The letter, unsealed by a federal judge on Friday, reveals new details about Uber’s alleged surveillance of its competitors, CBS News reported. Uber allegedly used a team of spies to steal trade secrets from rivals and employed other tactics to undercut competitors, according to the letter written by Richard Jacobs, a former manager of Uber’s global intelligence unit.
Why is this important?
The information is important because of an ongoing $1.86 billion legal battle between Uber and Alphabet’s self-driving unit Waymo, CBS News stated. The letter is also now evidence in a criminal investigation by the U.S. Justice Department. The Justice Department has not said why it is investigating Uber, according to recent reports.
What are the specific allegations?
In the letter, Jacobs alleges that Uber “used undercover agents to collect intelligence against the taxi groups and local political figures. The agents gathered intelligence by taking rides in local taxis, loitering in locations where taxi drivers congregate, and leveraging a local network of contacts with connections to police and regulatory authorities,” TechCrunch reported.
Other allegations maintain that Uber spied on “executives of overseas rivals, tracking their movements and who they were meeting with,” according to CBS News. Parts of the letter were redacted to protect the identities of former CIA agents who assisted in the operation.
According to reports, Joe Sullivan and Craig Clark, former Uber security executives, were central in developing the company's clandestine operations. The two allegedly targeted overseas rivals and Waymo in the U.S. "while creating a network of secret communications channels and alternate devices designed to cover their digital tracks and avoid legal trouble," according to CBS News.
Sullivan and Clark were reportedly fired by Uber for allegedly paying two hackers $100,000 to steal information from drivers and passengers and then cover it up.
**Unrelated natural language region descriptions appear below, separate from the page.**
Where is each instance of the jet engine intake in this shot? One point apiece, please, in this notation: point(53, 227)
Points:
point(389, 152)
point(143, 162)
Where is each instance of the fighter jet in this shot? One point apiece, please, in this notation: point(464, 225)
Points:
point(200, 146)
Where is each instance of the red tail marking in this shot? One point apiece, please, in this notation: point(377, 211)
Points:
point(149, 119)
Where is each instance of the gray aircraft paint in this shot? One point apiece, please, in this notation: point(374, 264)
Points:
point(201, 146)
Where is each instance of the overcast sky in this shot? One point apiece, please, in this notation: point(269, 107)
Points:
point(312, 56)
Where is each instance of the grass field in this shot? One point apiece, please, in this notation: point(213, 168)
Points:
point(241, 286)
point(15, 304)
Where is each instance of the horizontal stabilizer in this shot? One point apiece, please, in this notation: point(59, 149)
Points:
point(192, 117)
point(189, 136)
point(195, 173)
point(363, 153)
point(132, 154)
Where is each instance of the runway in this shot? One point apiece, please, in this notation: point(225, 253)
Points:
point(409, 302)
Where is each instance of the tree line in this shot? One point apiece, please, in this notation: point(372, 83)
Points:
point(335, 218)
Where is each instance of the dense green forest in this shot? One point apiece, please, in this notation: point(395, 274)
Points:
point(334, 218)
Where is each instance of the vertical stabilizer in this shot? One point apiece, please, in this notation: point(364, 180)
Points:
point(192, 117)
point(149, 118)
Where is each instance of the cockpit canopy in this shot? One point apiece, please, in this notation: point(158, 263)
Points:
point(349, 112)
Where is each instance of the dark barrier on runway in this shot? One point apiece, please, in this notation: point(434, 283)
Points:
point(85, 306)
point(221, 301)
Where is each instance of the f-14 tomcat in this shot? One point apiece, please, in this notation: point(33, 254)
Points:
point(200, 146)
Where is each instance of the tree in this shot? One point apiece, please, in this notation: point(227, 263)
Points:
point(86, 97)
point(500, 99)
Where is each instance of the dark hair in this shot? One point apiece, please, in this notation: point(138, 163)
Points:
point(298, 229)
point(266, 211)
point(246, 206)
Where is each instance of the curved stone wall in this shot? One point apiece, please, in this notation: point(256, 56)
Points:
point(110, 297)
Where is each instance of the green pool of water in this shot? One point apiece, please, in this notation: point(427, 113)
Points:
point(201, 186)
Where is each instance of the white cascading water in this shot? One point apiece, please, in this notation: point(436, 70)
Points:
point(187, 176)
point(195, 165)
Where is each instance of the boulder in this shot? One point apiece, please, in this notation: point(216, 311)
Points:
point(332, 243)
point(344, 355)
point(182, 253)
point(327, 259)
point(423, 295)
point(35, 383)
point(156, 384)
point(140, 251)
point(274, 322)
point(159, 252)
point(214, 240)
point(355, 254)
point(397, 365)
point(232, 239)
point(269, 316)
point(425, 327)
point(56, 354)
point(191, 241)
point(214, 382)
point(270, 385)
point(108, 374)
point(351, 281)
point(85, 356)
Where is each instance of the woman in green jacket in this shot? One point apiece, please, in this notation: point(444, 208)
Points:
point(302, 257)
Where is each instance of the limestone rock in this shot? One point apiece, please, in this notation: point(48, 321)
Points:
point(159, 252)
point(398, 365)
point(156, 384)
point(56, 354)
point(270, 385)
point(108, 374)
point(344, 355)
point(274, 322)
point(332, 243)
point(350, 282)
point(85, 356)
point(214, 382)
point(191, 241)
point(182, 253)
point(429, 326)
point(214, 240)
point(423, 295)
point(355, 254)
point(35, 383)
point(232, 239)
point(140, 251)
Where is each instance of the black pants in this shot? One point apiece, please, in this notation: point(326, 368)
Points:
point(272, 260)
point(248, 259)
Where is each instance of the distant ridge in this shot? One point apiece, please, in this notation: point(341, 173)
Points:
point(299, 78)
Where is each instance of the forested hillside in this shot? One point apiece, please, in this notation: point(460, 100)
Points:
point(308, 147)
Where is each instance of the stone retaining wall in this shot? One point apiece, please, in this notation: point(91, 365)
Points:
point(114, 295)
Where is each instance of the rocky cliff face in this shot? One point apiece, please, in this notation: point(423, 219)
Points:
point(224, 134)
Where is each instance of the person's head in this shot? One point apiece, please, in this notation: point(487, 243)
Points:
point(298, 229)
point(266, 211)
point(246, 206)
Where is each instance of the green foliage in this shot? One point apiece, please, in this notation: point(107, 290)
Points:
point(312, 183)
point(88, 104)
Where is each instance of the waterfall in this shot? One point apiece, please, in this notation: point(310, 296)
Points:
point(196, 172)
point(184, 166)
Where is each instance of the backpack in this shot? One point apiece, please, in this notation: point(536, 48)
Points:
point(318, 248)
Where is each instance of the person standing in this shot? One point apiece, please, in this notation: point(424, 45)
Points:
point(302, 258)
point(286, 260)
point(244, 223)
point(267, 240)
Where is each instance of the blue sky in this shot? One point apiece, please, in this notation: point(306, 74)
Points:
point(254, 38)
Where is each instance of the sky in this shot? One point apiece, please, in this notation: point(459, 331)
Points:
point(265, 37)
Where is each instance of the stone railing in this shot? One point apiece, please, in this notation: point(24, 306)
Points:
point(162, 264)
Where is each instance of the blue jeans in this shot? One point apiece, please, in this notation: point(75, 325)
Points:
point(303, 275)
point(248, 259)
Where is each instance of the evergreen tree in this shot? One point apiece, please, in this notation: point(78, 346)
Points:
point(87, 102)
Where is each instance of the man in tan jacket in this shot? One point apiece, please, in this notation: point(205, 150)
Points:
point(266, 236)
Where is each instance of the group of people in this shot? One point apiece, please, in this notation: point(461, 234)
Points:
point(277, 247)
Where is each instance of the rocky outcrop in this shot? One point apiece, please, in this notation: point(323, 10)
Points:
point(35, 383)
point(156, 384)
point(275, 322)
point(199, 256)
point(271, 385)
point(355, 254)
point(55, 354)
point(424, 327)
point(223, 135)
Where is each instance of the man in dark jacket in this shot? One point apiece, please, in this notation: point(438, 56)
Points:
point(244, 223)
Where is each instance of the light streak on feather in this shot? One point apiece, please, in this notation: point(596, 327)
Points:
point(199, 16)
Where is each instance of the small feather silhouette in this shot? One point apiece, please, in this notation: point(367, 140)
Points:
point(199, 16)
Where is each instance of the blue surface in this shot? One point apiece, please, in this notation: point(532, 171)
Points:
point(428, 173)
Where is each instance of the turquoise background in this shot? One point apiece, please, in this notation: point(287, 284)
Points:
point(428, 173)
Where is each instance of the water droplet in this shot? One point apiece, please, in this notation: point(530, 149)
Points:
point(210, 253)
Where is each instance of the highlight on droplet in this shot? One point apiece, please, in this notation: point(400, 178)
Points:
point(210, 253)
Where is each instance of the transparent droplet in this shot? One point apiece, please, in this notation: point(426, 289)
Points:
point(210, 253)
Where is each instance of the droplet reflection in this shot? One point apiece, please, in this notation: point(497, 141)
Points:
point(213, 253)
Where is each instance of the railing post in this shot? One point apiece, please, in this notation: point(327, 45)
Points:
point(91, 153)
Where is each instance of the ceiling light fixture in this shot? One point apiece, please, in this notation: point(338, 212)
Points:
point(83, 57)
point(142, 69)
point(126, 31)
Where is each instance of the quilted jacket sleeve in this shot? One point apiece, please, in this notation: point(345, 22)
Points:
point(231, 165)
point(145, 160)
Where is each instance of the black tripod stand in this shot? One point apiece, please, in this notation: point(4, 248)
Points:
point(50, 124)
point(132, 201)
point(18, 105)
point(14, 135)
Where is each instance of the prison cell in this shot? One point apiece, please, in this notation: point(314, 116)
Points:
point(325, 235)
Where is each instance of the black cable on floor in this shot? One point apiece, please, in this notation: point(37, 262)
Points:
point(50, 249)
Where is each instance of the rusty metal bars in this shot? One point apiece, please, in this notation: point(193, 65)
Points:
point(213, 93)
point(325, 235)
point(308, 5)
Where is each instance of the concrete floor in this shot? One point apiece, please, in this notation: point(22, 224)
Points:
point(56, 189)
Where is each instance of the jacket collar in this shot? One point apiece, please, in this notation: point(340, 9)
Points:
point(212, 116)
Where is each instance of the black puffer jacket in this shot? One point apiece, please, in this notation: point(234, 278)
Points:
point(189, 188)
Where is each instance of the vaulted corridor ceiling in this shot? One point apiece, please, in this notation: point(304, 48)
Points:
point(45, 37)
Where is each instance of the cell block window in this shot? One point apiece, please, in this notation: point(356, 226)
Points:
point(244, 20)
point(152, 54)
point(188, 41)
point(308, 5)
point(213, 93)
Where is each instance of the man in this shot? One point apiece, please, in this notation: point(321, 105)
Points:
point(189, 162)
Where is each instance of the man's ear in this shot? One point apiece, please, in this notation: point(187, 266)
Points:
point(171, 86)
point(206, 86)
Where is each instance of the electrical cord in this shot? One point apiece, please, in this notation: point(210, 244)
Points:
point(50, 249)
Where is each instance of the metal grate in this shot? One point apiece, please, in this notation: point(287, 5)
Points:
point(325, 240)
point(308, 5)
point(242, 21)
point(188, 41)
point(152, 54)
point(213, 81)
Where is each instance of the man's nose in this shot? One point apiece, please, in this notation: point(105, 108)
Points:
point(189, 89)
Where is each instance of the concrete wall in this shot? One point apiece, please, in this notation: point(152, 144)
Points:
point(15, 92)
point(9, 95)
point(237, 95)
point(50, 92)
The alleged cover-up involved hacking personal information for a total of 57 million passengers and drivers, CBS News reported.
How has Uber responded to these allegations?
In an email obtained by CBS News, Uber spokesman Matt Kallman responded to the claims made in the letter:
“While we haven’t substantiated all the claims in this letter — and, importantly, any related to Waymo — our new leadership has made clear that going forward we will compete honestly and fairly, on the strength of our ideas and technology.”
Jacobs worked as Uber’s manager of global intelligence before being fired in April, according to reports. Uber negotiated a $7.5 million settlement with Jacobs and his lawyer, Clayton Halunen. The deal was reached even though a top Uber attorney called Jacobs' letter "little more than blackmail," CBS News reported.
In a statement to TechCrunch, a Waymo spokesperson stated: “Uber improperly withheld the Jacobs Letter, which exposes the extreme lengths it was willing to go both to get a leg up on competition and hide evidence of bad acts. Separate and apart from the letter, Waymo has accumulated significant evidence that Uber is using stolen Waymo trade secrets, including copying aspects of Waymo’s LiDAR designs down to the micron, and we look forward to trial.”
Are there any other allegations?
Uber is no stranger to controversy. Within the past year, the ride-sharing company has endured allegations of sexual harassment within the company and allegations that it used technology used to sidestep regulators.